I wholeheartedly agree with Devi Sridhar’s concern about dwindling childhood protection from infectious diseases (In a sceptical era, understand this: vaccines do work – and our children need them, 27 March). Coming from a small hamlet near Holmfirth, West Yorkshire, I developed measles, mumps, then whooping cough in rapid succession on starting primary school. I spent most of my first four months off school. I was fortunate to join a long queue and receive my first polio vaccine.
In 1966, when I was a medical student, my father was appointed to manage the only British Polio Fellowship residential home in the country. I was horrified to find young people there with severe paralysis from the waist down, wholly dependent on carers. There were older residents too, many with grossly swollen ankles. They shared ghastly stories of life in an iron lung during their initial recovery and the anger of their plight now.
In 1984, working as a locum GP at a military hospital in Jeddah, I had to admit a young boy with profound paralytic polio. I dealt with him with tears in my eyes, knowing full well what his future held.
Visiting the ancient Greek site of Mystras, I learned that the duration of life then was thought to be up to 35 years. Now well into my 70s, I have been so lucky to have lived in the age of vaccination that has done so much to keep me and my fellow baby boomers fit and active for so long, and which continues to do so.
Devi Sridhar highlights the abuse against doctors who supported vaccination during the Covid-19 pandemic. I received daily death threats in 2022. Many other scientists were threatened, along with their families.
The anti-vaccination movement could continue to grow if left unchecked. Three policy changes could help reverse this. First, qualified healthcare professionals who publicly oppose vaccinations that have proven clinical benefits need to be investigated by the General Medical Council. Second, threats against doctors and scientists need to be stopped by stricter rules on social media, with legal action if necessary. Third, school entry requirements on vaccination need to be made more stringent. Vaccinating children and adolescents leads to more benefits than risks. Schools and universities should require proof of a range of approved vaccinations for entry, with medical explanations needed for students who are not fully vaccinated.
One in eight children in the UK are not fully vaccinated against measles, mumps and rubella. And one in 12 are not vaccinated against diphtheria, tetanus, pertussis and polio. Measles outbreaks have been reported in countries with poor vaccine coverage.
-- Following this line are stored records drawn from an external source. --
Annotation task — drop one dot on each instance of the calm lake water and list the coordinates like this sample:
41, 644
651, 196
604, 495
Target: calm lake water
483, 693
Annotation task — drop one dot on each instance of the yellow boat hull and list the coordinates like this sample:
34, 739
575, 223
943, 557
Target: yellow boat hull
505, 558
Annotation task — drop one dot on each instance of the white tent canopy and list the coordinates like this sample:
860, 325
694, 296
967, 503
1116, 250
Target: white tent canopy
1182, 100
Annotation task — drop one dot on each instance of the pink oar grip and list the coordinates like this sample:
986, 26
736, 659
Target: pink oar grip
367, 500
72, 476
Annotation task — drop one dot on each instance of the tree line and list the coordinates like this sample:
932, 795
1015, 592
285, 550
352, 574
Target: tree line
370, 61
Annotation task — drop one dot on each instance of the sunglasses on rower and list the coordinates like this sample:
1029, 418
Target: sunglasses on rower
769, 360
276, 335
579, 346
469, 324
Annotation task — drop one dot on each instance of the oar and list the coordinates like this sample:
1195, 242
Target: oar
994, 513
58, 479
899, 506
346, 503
Vaccination cannot be mandated, but stricter entry requirements for schools and universities, supported by clear information on the benefits, could help reverse the damaging effects of the anti-vaccination movement.
Dr Andrew Hill
Prof Sridhar has illuminated for me why I can vividly recall the push for polio vaccination – and the fear of the disease – when I was a child in the early 60s. The burning issue today is how to combat the tide of misinformation and propaganda masquerading as news and peddled by special interest groups. While respecting the right of freedom of speech, we must have accountability in the media.